Agora, assistindo a vários mentores e desenvolvedores dessa tecnologia “pulando do barco” e as múltiplas vozes, de várias matizes, demonstrando a “corrida do ouro” estimulada pelo desenvolvimento e domínio desse poder tecnológico, tão concentrado, eu devolvo o comentário que tanto ouvi, mas como uma sincera pergunta: com toda essa insegurança, como “desmistificar a IA”?

Assim, penso que a primeira missão da bioética é estar atento. As potências dessas novas tecnologias devem ser exploradas para o bem comum (que caracteriza o princípio da beneficência). Mas temos também de pensar nas individualidades, temos de lidar com a precaução, com a ética da responsabilidade, com a equidade, com a preocupação com as gerações futuras e com a não-maleficência. Penso que a nossa principal função é dar plantão com a desconfiança. O bioeticista não deve se limitar à gestão de protocolos de segurança. O filósofo italiano Luciano Floridi destaca que é como a diferença entre jogar na regra e jogar bem. Jogar dentro da regra é uma tarefa que a própria IA poderia fazer…

A proposta do ELA-IA para o SUS

A bioética também precisa ser propositiva. Por isso, nos empenhamos em elaborar uma proposta que não se limitasse ao aparelhamento tecnológico das estruturas administradas pelo SUS, mas que fosse um programa voltado para um Sistema realmente Único, nacional. E se há uma parcela dos brasileiros que atualmente está coberta pela iniciativa privada, que oscila entre 20% a 25% da população, que ela esteja sob a governança de um sistema realmente único e do ministério da Saúde, como é dever do Estado.

Qual desenvolvimento tecnológico nós esperamos? Os escritos derradeiros de Celso Furtado têm apoiado a política do Complexo Econômico-Industrial da Saúde mostrando que o desenvolvimento tecnológico tem de ser acompanhado pelo desenvolvimento social – do contrário, não teremos o desenvolvimento que esperamos.

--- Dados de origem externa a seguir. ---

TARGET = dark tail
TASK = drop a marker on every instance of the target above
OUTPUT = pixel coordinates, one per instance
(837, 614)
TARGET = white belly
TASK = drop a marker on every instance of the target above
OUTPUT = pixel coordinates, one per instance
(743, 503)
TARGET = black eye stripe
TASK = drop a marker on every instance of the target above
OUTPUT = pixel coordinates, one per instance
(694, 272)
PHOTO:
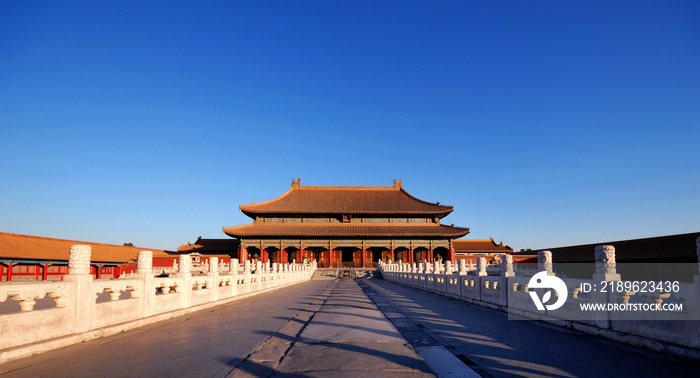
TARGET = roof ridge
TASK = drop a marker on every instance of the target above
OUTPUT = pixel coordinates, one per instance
(347, 187)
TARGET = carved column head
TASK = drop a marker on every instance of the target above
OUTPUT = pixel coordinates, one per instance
(605, 266)
(144, 262)
(507, 266)
(462, 266)
(481, 266)
(605, 259)
(544, 261)
(79, 259)
(233, 265)
(184, 263)
(213, 264)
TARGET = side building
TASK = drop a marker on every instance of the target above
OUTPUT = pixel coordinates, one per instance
(35, 258)
(346, 225)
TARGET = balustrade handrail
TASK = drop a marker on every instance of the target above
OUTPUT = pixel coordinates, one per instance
(77, 315)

Temos de pensar a partir da nossa realidade de país em desenvolvimento, com grandes assimetrias, com o conflito social agravado nos últimos anos. O segmento da população com renda domiciliar per capita de até R$ 500 mensais atinge mais de 60 milhões de brasileiros em 2021 – o menor índice desde o começo da série histórica em 2012. Aproximadamente 35 milhões de brasileiros têm ausência de acesso à água potável e 100 milhões dos habitantes não têm acesso à coleta de esgoto – somente 50% do volume de esgoto do país recebe tratamento. 

Apesar do país ter sido excluído do Mapa da Fome da Organização das Nações Unidas (ONU) em 2014, a insegurança alimentar retorna, logo em 2015, em uma escalada acelerada de piora da situação. Em 2022, o Inquérito Nacional sobre Insegurança Alimentar no Contexto da Pandemia de Covid-19 no Brasil apontou que 33,1 milhões de pessoas não têm garantido o que comer — o que representa 14 milhões de novos brasileiros em situação de fome. Conforme o estudo, mais da metade (58,7%) da população convive com a insegurança alimentar em algum grau: leve, moderado ou grave.

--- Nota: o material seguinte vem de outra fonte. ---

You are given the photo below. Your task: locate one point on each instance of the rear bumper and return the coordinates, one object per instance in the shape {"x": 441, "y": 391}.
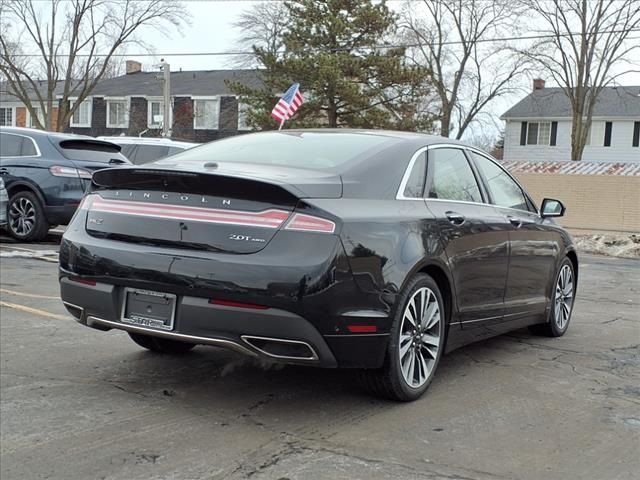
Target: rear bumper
{"x": 59, "y": 215}
{"x": 197, "y": 321}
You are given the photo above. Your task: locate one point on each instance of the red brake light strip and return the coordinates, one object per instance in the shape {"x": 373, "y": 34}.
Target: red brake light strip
{"x": 307, "y": 223}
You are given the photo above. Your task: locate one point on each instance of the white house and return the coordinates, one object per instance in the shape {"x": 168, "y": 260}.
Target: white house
{"x": 539, "y": 126}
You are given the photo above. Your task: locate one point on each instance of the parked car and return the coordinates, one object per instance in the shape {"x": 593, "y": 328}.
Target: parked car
{"x": 144, "y": 149}
{"x": 46, "y": 174}
{"x": 335, "y": 248}
{"x": 4, "y": 201}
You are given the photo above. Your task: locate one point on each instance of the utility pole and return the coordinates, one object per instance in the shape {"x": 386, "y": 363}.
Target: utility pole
{"x": 166, "y": 113}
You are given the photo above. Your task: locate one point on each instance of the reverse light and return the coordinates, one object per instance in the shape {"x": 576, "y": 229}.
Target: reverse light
{"x": 69, "y": 172}
{"x": 307, "y": 223}
{"x": 362, "y": 328}
{"x": 231, "y": 303}
{"x": 84, "y": 281}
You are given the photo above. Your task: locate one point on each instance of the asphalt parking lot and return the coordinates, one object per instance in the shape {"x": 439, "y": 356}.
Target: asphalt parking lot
{"x": 82, "y": 404}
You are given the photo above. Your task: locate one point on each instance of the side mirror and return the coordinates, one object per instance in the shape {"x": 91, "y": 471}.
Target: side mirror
{"x": 552, "y": 208}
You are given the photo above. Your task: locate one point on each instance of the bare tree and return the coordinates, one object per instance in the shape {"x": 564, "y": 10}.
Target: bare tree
{"x": 589, "y": 48}
{"x": 74, "y": 43}
{"x": 454, "y": 39}
{"x": 260, "y": 26}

O país precisa assumir o quanto antes a posse completa e segurança dos dados de sua população. Isso será condição sine qua non para manter sua soberania e poder pensar nos modelos de parceria na geopolítica atual, onde há blocos bem definidos que dominam essa tecnologia. Quais parcerias estão dentro das nossas relações que podem realmente sair do ciclo de competição-exploração para um  novo momento de crescimento com cooperação?

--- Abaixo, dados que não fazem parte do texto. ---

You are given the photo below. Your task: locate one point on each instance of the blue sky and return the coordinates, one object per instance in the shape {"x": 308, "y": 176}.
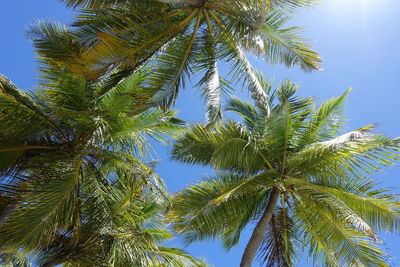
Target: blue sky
{"x": 359, "y": 41}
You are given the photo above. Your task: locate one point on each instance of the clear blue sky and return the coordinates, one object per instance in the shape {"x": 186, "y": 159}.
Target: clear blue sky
{"x": 359, "y": 41}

Nós propomos, portanto: 1) Uma governança digital única e ampla de todo o sistema de saúde com a participação social, como as tecnologias de design participativo; 2) Governança do investimento privado em saúde digital, tarefa difícil, política, calcada através da regulação, com apoio popular; e 3) Uma câmara técnica, que discuta e avalise do ponto de vista ético as políticas públicas em saúde digital.

Precisamos de um grande programa nacional em que a saúde encampe a transformação digital encabeçando a retomada do desenvolvimento. Que aproveite a potência das tecnologias de IA também na retomada dos fundamentos, que ainda buscamos, da reforma sanitária. A transformação digital da saúde terá de ser a transformação social do país – e não é uma questão de aplicativos, mas de políticas públicas que utilizem o armamento tecnológico da IA para a reestruturação do sistema e da Atenção Primária no combate à iniquidade, à fome e à miséria. Seguindo as declarações desde o início deste governo, essa é a nossa guerra.